Limbaugh laughed, and thanked the caller. I screamed, and then I yelled, “Noooooo! I can’t have the same birthday as Rush Limbaugh!” However, like it or not, I had to admit that this coincidence was, indeed, true. Also, since Limbaugh is older than I am, I also had to face up to the fact that he had this birthday first.

I wanted to have someone else to know I shared a birthday with — someone I could respect — so I did some research to find other people who also shared the same birthday as myself. In those days, of glacially-slow dial-up Internet with much, much less of value to be found there, this meant actually going to a physical library, looking in actual, bound-paper books (how primitive, right?), and spending a few hours to do what can now be done, with Google and Wikipedia, in seconds. I learned, in those hours, that I also share the birthday of January 12 with none other than John Hancock, the first person to sign the Declaration of Independence, according to the old-style system for the date of his birth. (The difference between old- and new-style dates is caused by the discrepancies between the Julian and Gregorian calendars.) Given that the primary author of that document was my all-time favorite president, Thomas Jefferson, that was something of which I could be proud.

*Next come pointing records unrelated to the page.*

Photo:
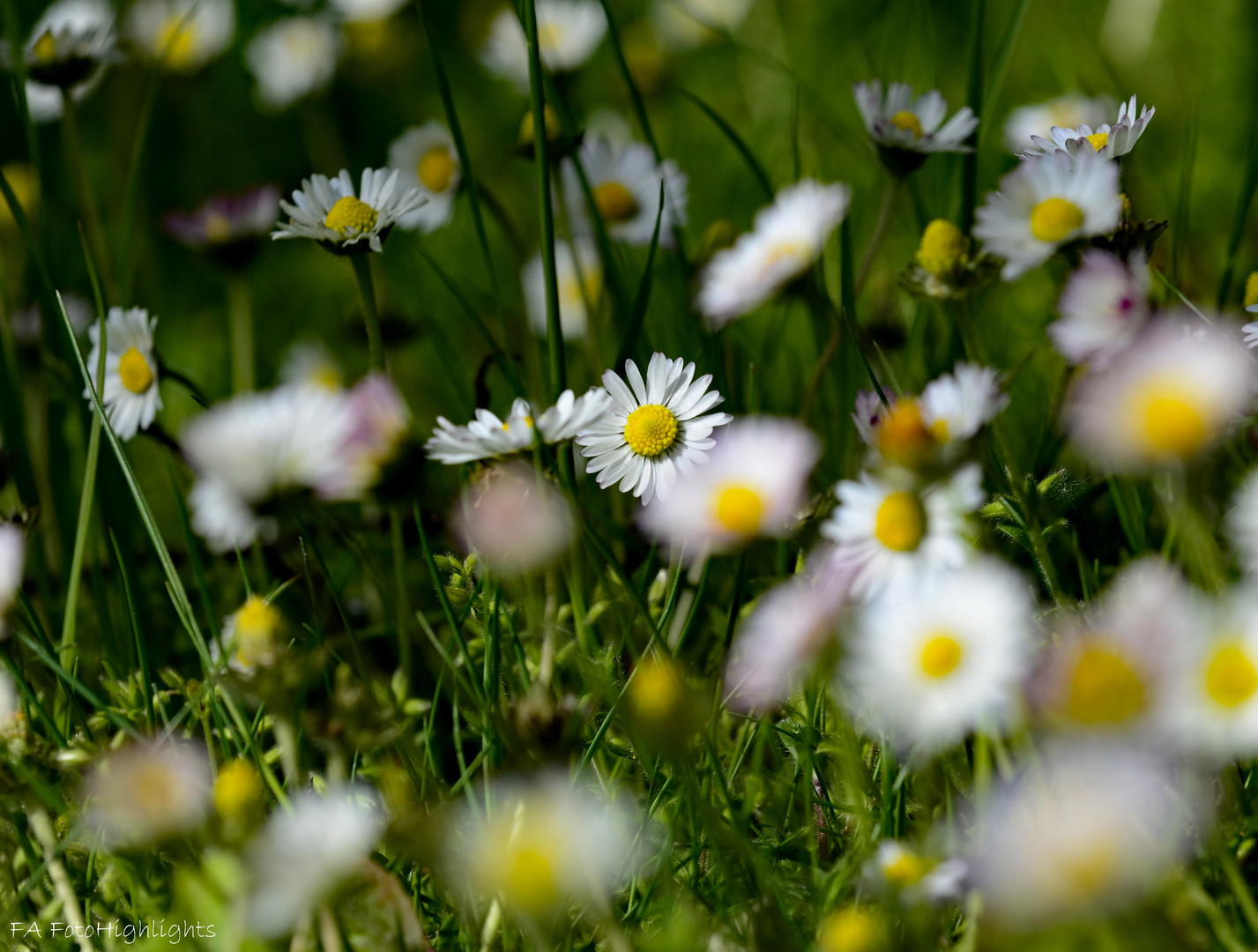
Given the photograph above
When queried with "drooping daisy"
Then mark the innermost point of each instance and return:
(427, 160)
(624, 182)
(753, 486)
(1164, 400)
(580, 285)
(886, 527)
(1104, 306)
(131, 395)
(292, 58)
(329, 212)
(656, 430)
(182, 35)
(568, 34)
(1046, 204)
(786, 241)
(942, 654)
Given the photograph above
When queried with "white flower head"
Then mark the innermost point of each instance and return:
(292, 58)
(568, 34)
(1104, 306)
(786, 241)
(427, 160)
(302, 854)
(329, 212)
(890, 527)
(656, 430)
(753, 486)
(1164, 400)
(131, 394)
(942, 654)
(1045, 204)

In later years, I learned that Wikipedeans (a group to which I belong) have constructed pages there where anyone can quickly and easily learn with whom they share a birthday. The one for my birthday is here: http://en.wikipedia.org/wiki/January_12. By looking at the corresponding page for your own birthday, you, too, can find out whom you share a birthday. No matter what day that is, you’re quite likely to find, as I did, both people you like and dislike. After all, there are only 366 birthdays to go around, so sharing birthdays with famous (and infamous) people is inevitable for us all.